В 18.55, за пять минут до назначенного срока, я подходил к небольшому дощатому домику, построенному нашими саперами для дивизионного клуба, у выхода из балки, где размещался штадив. Духота все усиливалась. Прокалившийся за день воздух застыл, листья на деревьях пожухли. Небо, вылинявшее еще с утра, стало уже не блекло-голубым, а каким-то алюминиевым. Казалось, еще немного, и оно начнет плавиться.
Члены комиссии сидели на лавках, вкопанных у домика. Густой баритон кому-то говорил:
— Нет, вы просто герой. Такая жара, а вы в хромовых сапогах. Добровольная пытка. К чему?
— Я полагаю так: офицер при всех обстоятельствах должен блюсти свою форму. Тут никакие вольности непозволительны.
— Помилуйте, какая ж тут вольность? Те же сапоги, только из плащ-палатки. Нога дышит. Легко… — говоривший похлопал себя по матерчатому голенищу. — И все мы… Как ты, Пташкин, считаешь?
Раздался неожиданно тонкий голос, будто говорил не мужчина, а мальчик:
— Я с туза пойду… Сам командующий такие носит.
— Вот видите, — продолжал баритон. — Какая ж тут вольность?
— Вы командующего сюда не плетите. Его на другой аршин меряют. Он не простой туз — козырной. А мы другая масть. С нас иной спрос. Требуя от себя, я тем больше права имею требовать от других. Поэтому-то и не делаю себе никаких поблажек.
Выждав, я поздоровался и представился.
Один из полковников, тот, что отстаивал законность сапог из плащ-палатки, повернулся ко мне и, молча подняв руку, кивнул головой. Стало ясно — это председатель комиссии. Остальные поглядели на меня, но не сделали ни единого приветственного жеста. Среди них был уже знакомый подполковник из штаарма и подполковник Кулагин, которого я ни утром, ни днем не видел.
«Отмежеваться хочет, — подумал я. — Ну что ж, Петр Иваныч, давай отмежевывайся».

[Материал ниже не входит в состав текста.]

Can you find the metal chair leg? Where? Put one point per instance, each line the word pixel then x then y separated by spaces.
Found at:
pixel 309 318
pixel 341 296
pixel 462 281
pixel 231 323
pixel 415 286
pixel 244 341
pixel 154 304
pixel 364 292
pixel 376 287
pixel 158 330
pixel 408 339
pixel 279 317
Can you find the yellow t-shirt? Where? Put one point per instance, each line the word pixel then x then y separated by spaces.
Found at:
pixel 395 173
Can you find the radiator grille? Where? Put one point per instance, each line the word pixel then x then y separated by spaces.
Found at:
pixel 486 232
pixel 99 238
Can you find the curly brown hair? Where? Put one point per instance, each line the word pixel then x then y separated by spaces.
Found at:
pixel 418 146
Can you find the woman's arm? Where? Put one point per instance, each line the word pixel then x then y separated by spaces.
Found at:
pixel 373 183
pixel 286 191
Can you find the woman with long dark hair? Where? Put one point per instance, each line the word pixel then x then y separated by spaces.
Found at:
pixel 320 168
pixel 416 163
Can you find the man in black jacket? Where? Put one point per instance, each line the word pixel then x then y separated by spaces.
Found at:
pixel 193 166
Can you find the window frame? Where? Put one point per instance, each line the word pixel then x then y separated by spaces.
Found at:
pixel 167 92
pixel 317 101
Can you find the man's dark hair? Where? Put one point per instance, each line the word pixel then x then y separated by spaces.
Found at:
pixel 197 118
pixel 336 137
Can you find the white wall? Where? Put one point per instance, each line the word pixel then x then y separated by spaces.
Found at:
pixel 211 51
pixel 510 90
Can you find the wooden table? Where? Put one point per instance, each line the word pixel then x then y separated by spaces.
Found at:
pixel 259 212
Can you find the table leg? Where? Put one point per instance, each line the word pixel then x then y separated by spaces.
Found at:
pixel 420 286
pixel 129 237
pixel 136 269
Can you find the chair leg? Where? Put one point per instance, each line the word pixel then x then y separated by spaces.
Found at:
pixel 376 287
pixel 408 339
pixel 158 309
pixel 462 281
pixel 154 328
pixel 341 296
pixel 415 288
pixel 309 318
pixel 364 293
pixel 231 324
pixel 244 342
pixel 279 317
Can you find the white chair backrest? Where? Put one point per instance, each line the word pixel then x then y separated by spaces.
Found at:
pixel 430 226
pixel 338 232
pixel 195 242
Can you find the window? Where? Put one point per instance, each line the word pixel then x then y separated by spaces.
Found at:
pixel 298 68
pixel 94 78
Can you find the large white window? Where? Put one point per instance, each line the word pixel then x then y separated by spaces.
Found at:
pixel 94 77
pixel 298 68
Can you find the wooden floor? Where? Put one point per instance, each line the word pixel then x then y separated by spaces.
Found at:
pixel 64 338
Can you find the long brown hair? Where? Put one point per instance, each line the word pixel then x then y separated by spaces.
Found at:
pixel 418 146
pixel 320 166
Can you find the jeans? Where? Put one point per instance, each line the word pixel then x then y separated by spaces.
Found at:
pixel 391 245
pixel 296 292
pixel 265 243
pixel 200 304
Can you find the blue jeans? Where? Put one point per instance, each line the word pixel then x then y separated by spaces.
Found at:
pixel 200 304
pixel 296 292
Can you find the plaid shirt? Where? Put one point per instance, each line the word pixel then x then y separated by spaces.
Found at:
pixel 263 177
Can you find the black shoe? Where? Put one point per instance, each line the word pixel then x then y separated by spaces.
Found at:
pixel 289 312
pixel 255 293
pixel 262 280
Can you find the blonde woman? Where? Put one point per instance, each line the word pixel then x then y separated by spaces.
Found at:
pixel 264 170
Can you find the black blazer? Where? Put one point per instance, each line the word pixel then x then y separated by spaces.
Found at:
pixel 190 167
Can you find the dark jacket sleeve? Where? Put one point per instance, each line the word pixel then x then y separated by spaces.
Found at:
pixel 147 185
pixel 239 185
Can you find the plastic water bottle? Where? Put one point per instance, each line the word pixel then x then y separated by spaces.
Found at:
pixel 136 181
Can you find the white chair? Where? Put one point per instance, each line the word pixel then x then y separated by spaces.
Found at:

Председатель комиссии посмотрел на часы:
— Товарищи офицеры… Время. Пора начинать. — Он встал. — Прошу… — и с неожиданной для своей комплекции легкостью двинулся к домику. Остальные — за ним.
Духота внутри домика, несмотря на раскрытые настежь окна, была еще более нестерпима, чем снаружи. Жарко пахло оструганным деревом, сухими травами, пылью, книгами, газетами и журналами, которые лежали на столах и на полках вдоль стен.
Кто-то вполголоса буркнул:
— Душегубка.
Все сняли фуражки и уселись на скамейках и табуретках вокруг пустого, покрытого некогда зеленой, а теперь выгоревшей и ставшей рыжей, плюшевой накидкой, стола. Председатель надел очки в темной роговой оправе, отчего сразу сделался похожим на профессора, достал из планшета и положил перед собой какие-то бумаги. Перелистал их, затем снял очки и, наморщив лоб, строго оглядел собравшихся.